In this work, a peptide with three functional sequences is designed
to control interparticle distance between positive-charged Au nanoparticles
((+) AuNPs) and negative-charged CdTe quantum dots ((−) CdTe
QDs). Relying on the function of binding sequence, (+) AuNPs and (−)
CdTe QDs may be separated to a certain distance by the multifunctional
peptide. In this case, the excitonic response is relatively weak,
and an evident PEC response can be observed. Because it contains the
substrate sequence of caspase-3, the peptide is cleaved in the presence
of caspase-3. As a result, without the support of intact peptide,
electrostatic attraction plays a dominant role, leading to the aggregation
of oppositely charged AuNPs and CdTe QDs, which strengthens the excitonic
response and attenuates the PEC response. On the basis of these principles,
a novel PEC approach was fabricated to sensitively quantify caspase-3.

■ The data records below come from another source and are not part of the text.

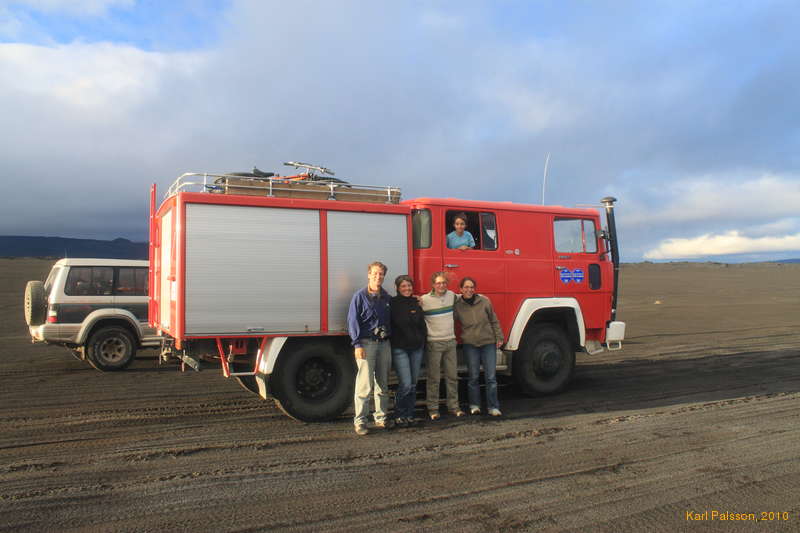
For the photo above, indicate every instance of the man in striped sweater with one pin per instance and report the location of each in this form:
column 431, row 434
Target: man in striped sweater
column 440, row 349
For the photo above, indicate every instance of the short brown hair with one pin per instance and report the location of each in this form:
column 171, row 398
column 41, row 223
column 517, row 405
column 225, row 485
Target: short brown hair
column 439, row 274
column 377, row 264
column 400, row 279
column 466, row 279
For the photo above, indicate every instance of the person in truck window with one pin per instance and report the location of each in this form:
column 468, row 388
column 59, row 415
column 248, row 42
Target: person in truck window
column 440, row 349
column 369, row 325
column 460, row 238
column 408, row 343
column 481, row 335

Meanwhile, caspase-3 in staurosporine-treated A549 cells are also
determined by the approach, and the obtained results agree well with
the fluorescent intensity of confocal images, manifesting that the
proposed PEC method can monitor apoptosis in a label-free strategy.
Overall, the study reveals the capability of peptides in controlling
interparticle distance of nanomaterials, which may accelerate the
development of peptide-based PEC analytical methods.